Minggu, 23 Oktober 2016

Melacak Jejak Silam Freeport Mengeksploitasi Bumi Papua Bermula dari informasi tim penelitian geologi di zaman Belanda, Freeport melacak jejak harta karun di perut bumi Papua. Ditolak Sukarno, diterima Soeharto.

Melacak Jejak Silam Freeport Mengeksploitasi Bumi Papua
Bermula dari informasi tim penelitian geologi di zaman Belanda, Freeport melacak jejak harta karun di perut bumi Papua. Ditolak Sukarno, diterima Soeharto.

PADA 1959 Jean Jacques Dozy, seorang geolog anggota Ekspedisi Colijn yang pernah melakukan pendakian ke Puncak Cartenz pada 1936, kedatangan seorang tamu. Si tamu tadi bertanya kepadanya tentang keadaan Papua yang pernah dikunjunginya. “Katanya Anda pernah mengunjungi New Guinea (nama Papua saat itu-Red.) dan menemukan badan bijih (ore body) ini. Seberapa besarnya?” tanyanya pada Dozy, sebagaimana dikutip dari buku Grasberg karya George A. Mealey.

Pertanyaan tamunya membuat Dozy terhenyak. “Kagetnya serasa seperti sedang ditodong pistol tepat di dada,” kata dia. Bagaimana tidak, setelah 23 tahun lamanya, baru ada orang bertanya demikian kepada Dozy. “Baiklah,” kata Dozi melanjutkan, “ini menyerupai sebuah dinding tebing, tingginya kira-kira 75 meter dan begitu juga panjangnya.”

“Oh..oh,” ujar tamunya. Menurut Dozy, setelah pertemuan itu, tamu tadi langsung terbang menuju Papua, untuk membuktikan apakah omongan Dozy bohong atau jujur.

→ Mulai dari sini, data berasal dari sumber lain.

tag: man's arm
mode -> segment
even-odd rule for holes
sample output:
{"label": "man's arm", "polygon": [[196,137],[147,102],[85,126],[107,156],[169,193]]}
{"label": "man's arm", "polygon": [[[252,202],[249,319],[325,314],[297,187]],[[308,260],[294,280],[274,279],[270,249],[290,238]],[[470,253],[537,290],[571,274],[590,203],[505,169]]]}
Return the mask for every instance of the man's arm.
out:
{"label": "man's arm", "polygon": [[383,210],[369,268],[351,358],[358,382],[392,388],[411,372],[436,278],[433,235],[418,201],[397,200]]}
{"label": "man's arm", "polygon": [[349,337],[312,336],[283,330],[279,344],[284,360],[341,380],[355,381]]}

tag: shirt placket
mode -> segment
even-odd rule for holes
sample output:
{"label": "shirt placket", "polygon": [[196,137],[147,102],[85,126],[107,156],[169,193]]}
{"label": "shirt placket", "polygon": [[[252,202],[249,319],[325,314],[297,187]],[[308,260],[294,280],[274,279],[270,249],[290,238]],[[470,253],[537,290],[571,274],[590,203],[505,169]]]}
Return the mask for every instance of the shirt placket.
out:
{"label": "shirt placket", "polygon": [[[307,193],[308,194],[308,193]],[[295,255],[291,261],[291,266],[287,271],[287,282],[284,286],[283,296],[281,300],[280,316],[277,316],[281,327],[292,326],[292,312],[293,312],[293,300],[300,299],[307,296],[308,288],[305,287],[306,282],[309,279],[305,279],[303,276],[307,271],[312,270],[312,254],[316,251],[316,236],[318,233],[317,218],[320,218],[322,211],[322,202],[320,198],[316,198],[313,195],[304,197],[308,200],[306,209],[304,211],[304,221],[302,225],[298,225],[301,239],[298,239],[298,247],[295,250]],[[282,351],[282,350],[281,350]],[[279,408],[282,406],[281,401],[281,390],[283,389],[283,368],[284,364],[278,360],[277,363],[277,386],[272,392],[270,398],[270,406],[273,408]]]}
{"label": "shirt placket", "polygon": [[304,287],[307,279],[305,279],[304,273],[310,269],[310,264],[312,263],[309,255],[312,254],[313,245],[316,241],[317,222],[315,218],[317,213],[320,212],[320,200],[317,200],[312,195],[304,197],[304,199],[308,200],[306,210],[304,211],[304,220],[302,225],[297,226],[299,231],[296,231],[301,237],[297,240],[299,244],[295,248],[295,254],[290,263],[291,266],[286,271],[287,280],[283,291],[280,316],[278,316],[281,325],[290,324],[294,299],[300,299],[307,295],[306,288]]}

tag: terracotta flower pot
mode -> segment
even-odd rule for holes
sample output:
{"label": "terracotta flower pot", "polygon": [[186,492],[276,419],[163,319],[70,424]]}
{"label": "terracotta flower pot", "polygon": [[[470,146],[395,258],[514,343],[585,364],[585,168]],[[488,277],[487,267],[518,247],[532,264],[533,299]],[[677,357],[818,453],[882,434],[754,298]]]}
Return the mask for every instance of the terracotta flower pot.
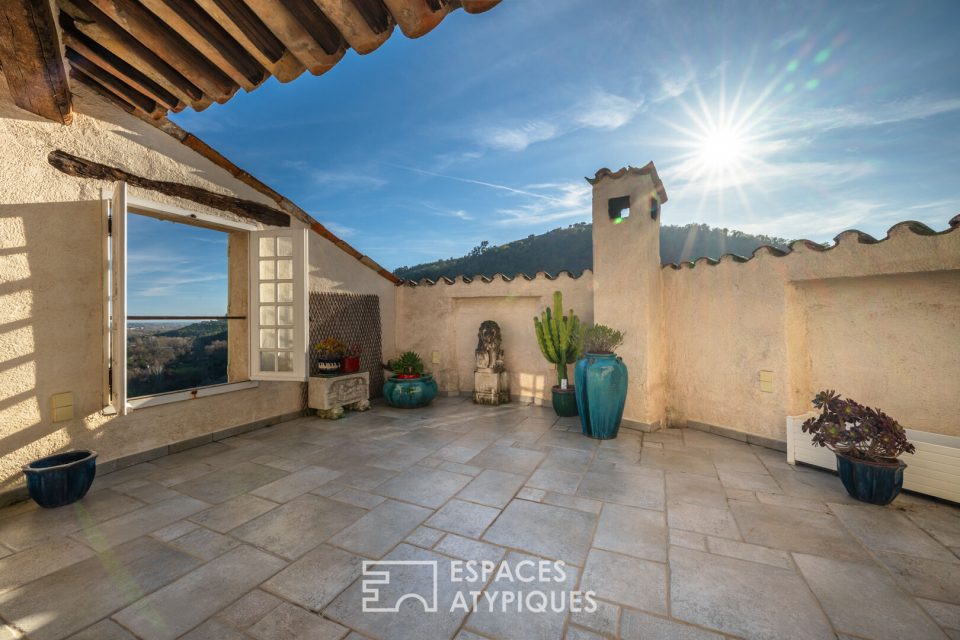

Dan ketika kembali, dia menemui lagi Dozy dan mengatakan, “(Ternyata) itu lebih besar dari yang pernah Anda bilang.”

Tamu yang dimaksud Dozy adalah Forbes. K Wilson, yang bekerja sebagai manajer eksplorasi sulfur di Freeport. Kelak bertahun kemudian Forbes jadi petinggi di Freeport. Sebelum bertemu Dozy, Forbes sudah terlebih dahulu mencari informasi tentang Ekspedisi Colijn. Dalam catatan hariannya, Dozy membuat sketsa gundukan batu hitam aneh yang berdiri menyembul pada ketinggian 3500 meter, di pedalaman Papua. Di bawah skesta itu, Dozy membubuhkan tulisan “Ertsberg” yang artinya “gunung bijih”. Dari sana Forbes mengendus kekayaan bumi Papua.

Sebelum informasi itu ditemukan oleh Forbes, laporan Dozy hanya disimpan di perpustakaan Leiden. Setelah membuktikan temuan Dozy, pihak Freeport tak bisa begitu saja melakukan kegiatan eksploitasi di Irian Jaya (nama Papua saat itu). Terlebih karena kebijakan pemerintahan Sukarno menutup kemungkinan masuknya modal asing ke Indonesia.

Peluang baru muncul saat terjadi peristiwa G30S 1965 yang bermuara pada kejatuhan Sukarno. Dua bulan setelah kup militer itu CEO Freeport Langbourne Williams menelepon Forbes. Dia mendapat kabar baik dari dua eksekutif Texaco bahwa negosiasi Ertsberg akan segera dimulai. Pemerintah Soeharto, kendati belum resmi, mereka anggap jauh lebih bersahabat dengan Amerika ketimbang Sukarno.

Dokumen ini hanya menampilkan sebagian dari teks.